Nikai è presentato come un leader potente, il capo di una corrente del partito determinante nell’elezione di Yoshihide Suga come primo ministro lo scorso anno. Alla rete TBS ha detto: «Se le Olimpiadi dovessero diffondere il virus, allora a cosa servono le Olimpiadi?».

Il quotidiano economico Nikkei ha citato la replica di un alto funzionario del governo secondo il quale la cancellazione sarebbe a questo punto impossibile. 

Gli atleti attesi sono 14 mila e 500. «Saranno Giochi compatibili» ha detto Taro Kono, il ministro incaricato della campagna di vaccinazione in Giappone.

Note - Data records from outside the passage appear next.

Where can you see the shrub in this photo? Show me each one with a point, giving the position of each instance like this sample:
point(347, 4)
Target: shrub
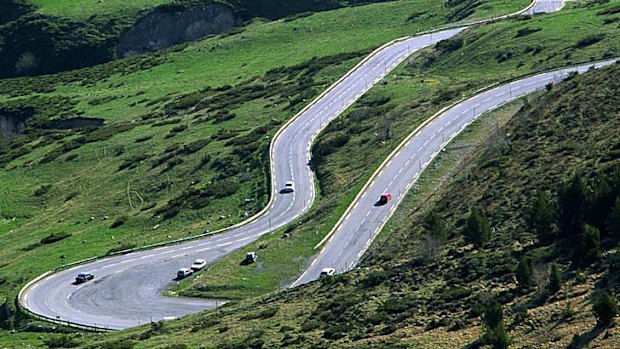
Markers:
point(524, 271)
point(477, 228)
point(542, 216)
point(450, 45)
point(589, 249)
point(118, 222)
point(42, 190)
point(493, 320)
point(613, 221)
point(555, 279)
point(605, 307)
point(55, 237)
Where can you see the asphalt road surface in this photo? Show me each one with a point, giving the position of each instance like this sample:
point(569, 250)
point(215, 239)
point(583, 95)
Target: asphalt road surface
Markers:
point(127, 290)
point(365, 220)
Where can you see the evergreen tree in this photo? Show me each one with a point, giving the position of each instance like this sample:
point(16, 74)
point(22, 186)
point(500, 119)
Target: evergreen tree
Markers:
point(613, 222)
point(435, 228)
point(524, 271)
point(493, 319)
point(542, 216)
point(555, 279)
point(605, 307)
point(477, 228)
point(589, 250)
point(572, 201)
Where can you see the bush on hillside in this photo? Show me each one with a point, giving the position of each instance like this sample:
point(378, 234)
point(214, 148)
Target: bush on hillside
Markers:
point(524, 272)
point(477, 228)
point(605, 306)
point(555, 279)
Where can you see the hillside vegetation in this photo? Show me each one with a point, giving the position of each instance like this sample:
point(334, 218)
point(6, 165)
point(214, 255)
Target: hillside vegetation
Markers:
point(560, 149)
point(48, 36)
point(351, 148)
point(169, 144)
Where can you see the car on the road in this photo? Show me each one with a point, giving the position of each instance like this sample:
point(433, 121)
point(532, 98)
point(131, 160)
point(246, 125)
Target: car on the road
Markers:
point(251, 257)
point(289, 187)
point(83, 277)
point(184, 272)
point(384, 198)
point(198, 264)
point(327, 272)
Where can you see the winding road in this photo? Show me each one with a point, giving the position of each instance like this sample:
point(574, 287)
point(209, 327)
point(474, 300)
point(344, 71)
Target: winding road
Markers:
point(128, 289)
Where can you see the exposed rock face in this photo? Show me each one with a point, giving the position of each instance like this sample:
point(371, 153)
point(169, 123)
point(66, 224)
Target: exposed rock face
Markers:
point(73, 123)
point(165, 28)
point(12, 121)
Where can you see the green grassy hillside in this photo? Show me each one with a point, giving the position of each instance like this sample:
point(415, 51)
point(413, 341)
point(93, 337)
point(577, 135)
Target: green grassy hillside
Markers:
point(353, 146)
point(42, 37)
point(405, 297)
point(184, 136)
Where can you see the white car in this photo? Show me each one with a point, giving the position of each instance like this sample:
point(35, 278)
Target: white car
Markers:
point(198, 264)
point(327, 272)
point(183, 273)
point(289, 187)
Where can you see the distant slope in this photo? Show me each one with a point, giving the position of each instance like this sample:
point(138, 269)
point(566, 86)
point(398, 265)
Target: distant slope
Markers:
point(400, 299)
point(43, 37)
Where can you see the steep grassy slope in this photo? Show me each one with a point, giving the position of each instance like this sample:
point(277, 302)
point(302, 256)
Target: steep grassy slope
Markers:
point(181, 147)
point(350, 149)
point(42, 37)
point(402, 299)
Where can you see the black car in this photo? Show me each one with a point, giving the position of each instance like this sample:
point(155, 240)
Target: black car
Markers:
point(83, 277)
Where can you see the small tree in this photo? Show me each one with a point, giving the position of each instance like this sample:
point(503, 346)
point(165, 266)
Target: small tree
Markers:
point(614, 218)
point(555, 279)
point(477, 228)
point(572, 199)
point(605, 307)
point(493, 319)
point(434, 237)
point(589, 249)
point(524, 272)
point(542, 216)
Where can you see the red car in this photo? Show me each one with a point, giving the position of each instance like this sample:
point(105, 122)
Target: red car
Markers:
point(384, 198)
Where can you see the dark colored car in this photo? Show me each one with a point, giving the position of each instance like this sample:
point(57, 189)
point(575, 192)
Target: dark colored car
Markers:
point(251, 257)
point(384, 198)
point(83, 277)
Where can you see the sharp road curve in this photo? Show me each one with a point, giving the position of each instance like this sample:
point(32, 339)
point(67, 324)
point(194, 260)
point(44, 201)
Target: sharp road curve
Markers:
point(128, 289)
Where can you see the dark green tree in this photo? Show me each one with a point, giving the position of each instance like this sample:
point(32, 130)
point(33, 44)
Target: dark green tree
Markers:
point(524, 272)
point(555, 279)
point(589, 248)
point(613, 222)
point(542, 217)
point(495, 331)
point(434, 236)
point(477, 227)
point(435, 228)
point(572, 198)
point(605, 306)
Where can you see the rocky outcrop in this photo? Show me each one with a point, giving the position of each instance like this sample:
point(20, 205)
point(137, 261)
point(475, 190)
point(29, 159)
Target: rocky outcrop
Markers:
point(73, 123)
point(12, 121)
point(165, 27)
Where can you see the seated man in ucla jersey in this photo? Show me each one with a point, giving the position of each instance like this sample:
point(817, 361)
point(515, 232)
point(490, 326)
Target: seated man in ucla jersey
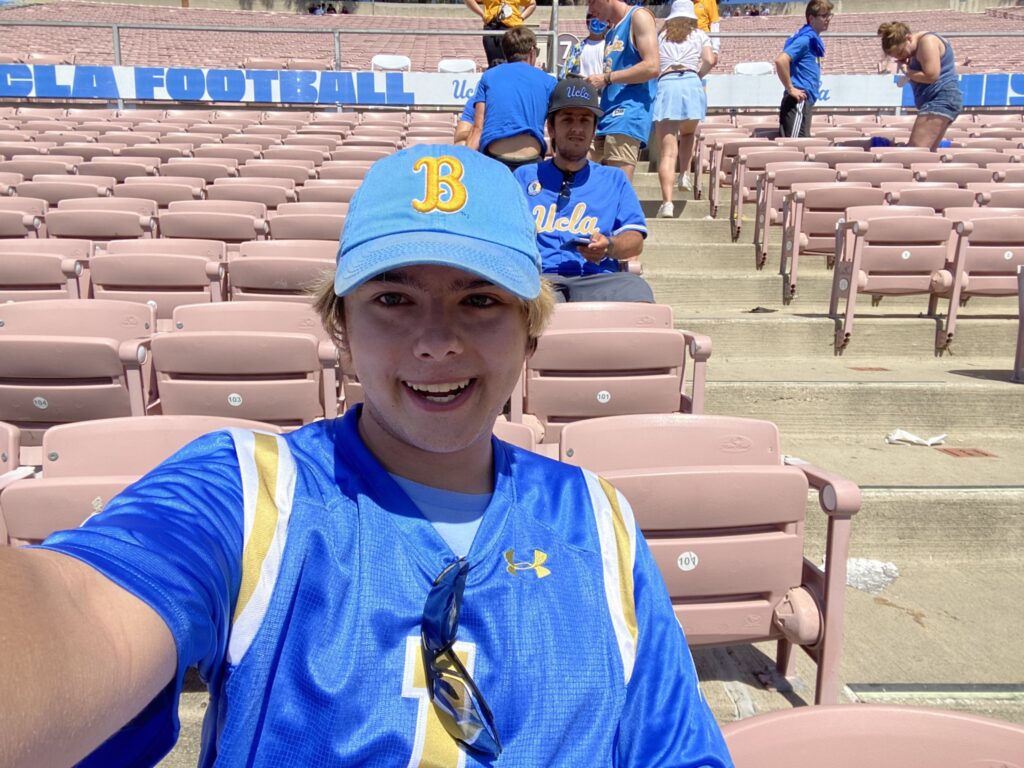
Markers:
point(588, 217)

L’agenzia di stampa Kyodo non esclude ancora del tutto che possano tenersi a porte chiuse. L’ultimo sondaggio rivela che il 39,2% pensa che debbano essere cancellati, il 32,8% chiede che vengano rinviati di nuovo. L’hashtag relativo era ieri tra i più diffusi su Twitter. Akira Koike, parlamentare del partito comunista giapponese, ha aggiunto che una decisione sulla cancellazione dovrebbe essere presa rapidamente. In un editoriale di questa settimana pubblicato dal British Medical Journal, Kazuki Shimizu, Devi Sridhar, Kiyosu Taniguchi e Kenji Shibuya hanno sostenuto che sarebbe un errore ospitare un gran numero di persone a Tokyo

Far disputare Tokyo 2020 per scopi interni, politici ed economici – ignorando gli imperativi scientifici e morali – è in contraddizione con l’impegno del Giappone per la salute globale e per la sicurezza umana. Dobbiamo riconsiderare i Giochi e collaborare a livello internazionale per concordare una serie di condizioni in base alle quali gli eventi multi-sportivi internazionali possono slittare ai prossimi anni. Queste sono le condizioni che i valori olimpici devono incarnare, aderendo ai principi internazionali di salute pubblica.

Uno dei punti chiave dell’analisi della rivista scientifica è il ritardo nelle vaccinazioni in Giappone: meno dell’1% della popolazione è stato vaccinato.